Setting up Swingbench for Oracle Autonomous Data Warehousing (ADW)

The following blog details how to install swingbench against ADW. It’s very similar in structure to my previous blog for ATP with the major difference being the benchmark we are using. The example below will use the TPC-DS Like Benchmark but the approach and parameters apply to the SH benchmark as well. To install swingbench on ADW you’ll need to run through the following steps (Step 7 is optional).

Step 1/ Make Sure you have a SSH Public key


You are likely to already have a ssh key but it is possible that you want to create another purely for this exercise. You’ll need this key to create your application server. You can find details on how to do this here

https://git-scm.com/book/en/v2/Git-on-the-Server-Generating-Your-SSH-Public-Key

It’s the .pub file or more precisely its contents that you’ll need. The public key file is typically created in the hidden .ssh directory in your home directory. The public key will look something like this (modified)

ssh-rsa AAAAB3NzaC1yc2EAAAADAQABAAABAQDfO/80wleUCYxY7Ws8c67PmqL2qRUfpdPGOduHmy9xT9HkCzjoZHHIk1Zx1VpFtQQM+RwJzArZQHXrMnvefleH20AvtbT9bo2cIIZ8446DX0hHPGaGYaJNn6mCeLi/wXW0+mJmKc2xIdasnH8Q686zmv72IZ9UzD12o+nns2FgCwfleQfyVIacjfi+dy4DB8znpb4KU5rKJi5Zl004pd1uSrRtlDKR9OGILvakyf87CnAP/T8ITSMy0HWpqc8dPHJq74S5jeQn/TxrZ6TGVA+xGLzLHN4fLCOGY20gH7w3rqNTqFuUIWuIf4OFdyZoFBQyh1GWMOaKjplUonBmeZlV

You’ll need this in step 3.

Step 2/ Create the ADW Instance


You’ll have to have gone through the process of acquiring an Oracle Cloud account but that’s beyond the scope of this walkthrough.
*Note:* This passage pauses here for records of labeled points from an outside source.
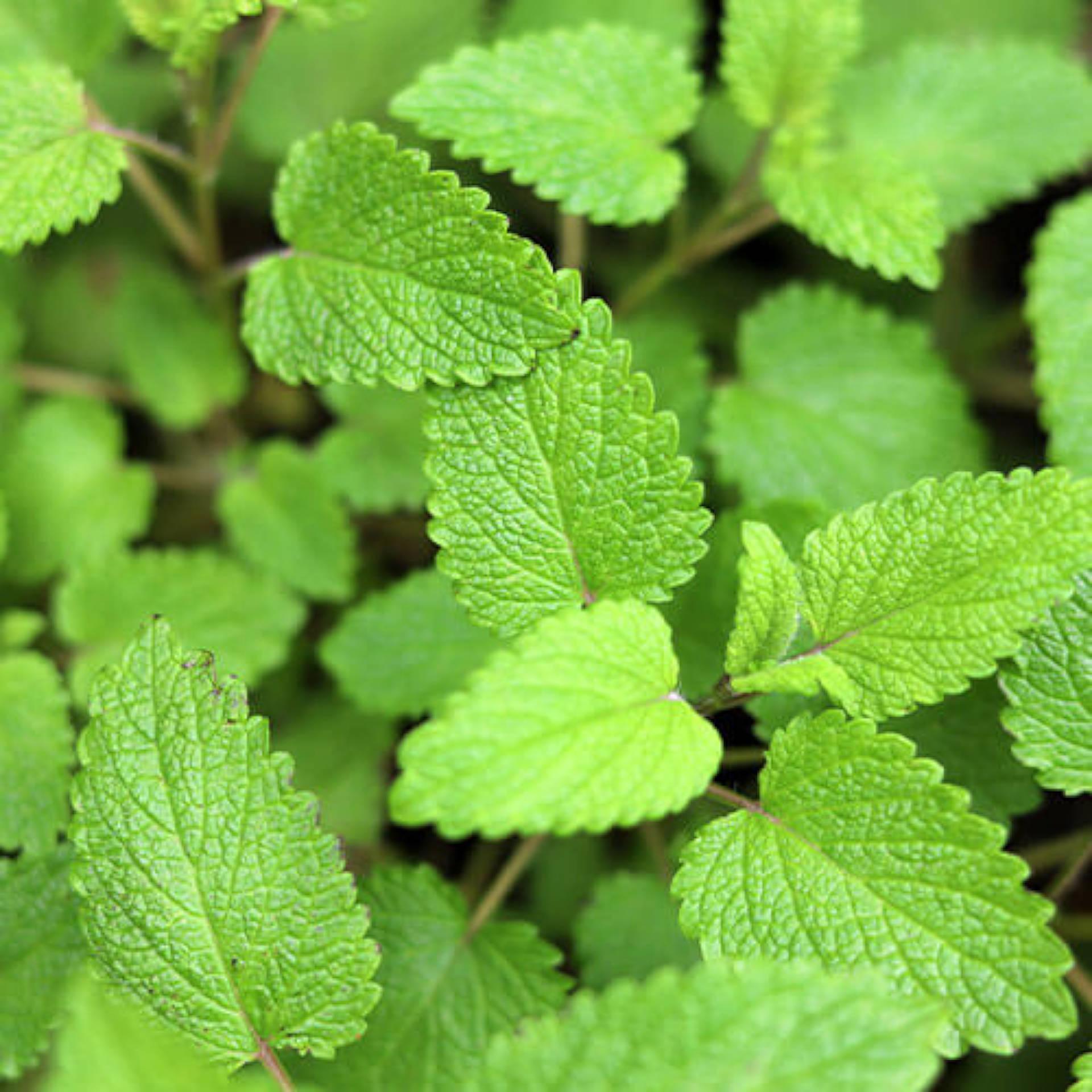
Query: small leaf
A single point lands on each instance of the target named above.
(818, 411)
(55, 171)
(446, 992)
(911, 598)
(577, 725)
(287, 520)
(403, 650)
(40, 948)
(582, 115)
(1060, 281)
(860, 857)
(1050, 692)
(769, 1027)
(629, 929)
(35, 752)
(208, 892)
(564, 487)
(371, 289)
(782, 58)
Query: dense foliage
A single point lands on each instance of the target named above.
(661, 545)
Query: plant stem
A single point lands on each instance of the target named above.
(272, 1064)
(222, 131)
(504, 883)
(45, 380)
(573, 245)
(169, 154)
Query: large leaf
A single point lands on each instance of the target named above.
(446, 991)
(371, 288)
(911, 598)
(584, 115)
(762, 1027)
(564, 487)
(819, 409)
(1050, 689)
(576, 726)
(208, 892)
(859, 855)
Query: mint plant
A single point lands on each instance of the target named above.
(539, 552)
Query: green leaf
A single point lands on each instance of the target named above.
(107, 1043)
(935, 106)
(907, 604)
(577, 725)
(76, 33)
(965, 735)
(859, 857)
(55, 171)
(562, 487)
(668, 349)
(287, 520)
(208, 892)
(213, 602)
(768, 610)
(782, 58)
(35, 752)
(340, 756)
(677, 22)
(187, 30)
(184, 376)
(40, 948)
(70, 496)
(1060, 281)
(446, 991)
(375, 457)
(769, 1027)
(1050, 692)
(403, 650)
(870, 209)
(371, 289)
(584, 115)
(818, 410)
(628, 930)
Once you have the account and have logged into Oracle Cloud Infrastructure, click on the menu button in the top left of the screen and select “Autonomous Data Warehouse”. Then simply follow these steps.

Napkin 28-08-18, 1.38.46 pm

Step 3/ Create a compute resource for the application server


Whilst the ADW instance is creating we can create our application to run swingbench. For any reasonable load to be run against the application server you’ll need a minimum of two cores for larger workloads you may need a bigger application or potentially a small cluster of them.

In this walkthrough we’ll create a small 2 core Linux Server VM.

Iaas Creation 11-08-18, 9.48.29 am

This should only take a couple of minutes. On completion we’ll need to use the public IP address of the application server we created in the previous step.

Step 4/ Log onto application server and setup the environment


In this step we’ll use ssh to log onto the application server and setup the environment to run swingbench. ssh is available on MacOS and Linux. On platforms like Windows you can use Putty. You’ll need the IP address of the application server you created in the previous step.

First bring up a terminal on Linux/Mac. On Putty launch a new ssh session. The username will be “opc”

ssh opc@< IP Address of Appserver >

You should see something similar to

ssh opc@129.146.65.101
ECDSA key fingerprint is SHA256:kNbpKWL3M1wB6PUFy2GOl+JmaTIxLQiggMzn6vl2qK1tM.
Are you sure you want to continue connecting (yes/no)? yes
Warning: Permanently added '129.146.65.101' (ECDSA) to the list of known hosts.
Enter passphrase for key '/Users/dgiles/.ssh/id_rsa':


By default java isn’t installed on this VM so we’ll need to install it via yum. We’ll need to update yum first

$> sudo yum makecache fast

Then we can install java and its dependencies

$> sudo yum install java-1.8.0-openjdk-headless.x86_64

We should now make sure that swingbench works correctly

$> java -version
openjdk version "1.8.0_181"
OpenJDK Runtime Environment (build 1.8.0_181-b13)
OpenJDK 64-Bit Server VM (build 25.181-b13, mixed mode)

We can now pull the swingbench code from the website

$> curl http://www.dominicgiles.com/swingbench/swingbenchlatest.zip -o swingbench.zip

and unzip it

$> unzip swingbench.zip

Step 5/ Download the credentials file


The next step is to get the credentials file for ATP. You can do this by following these steps.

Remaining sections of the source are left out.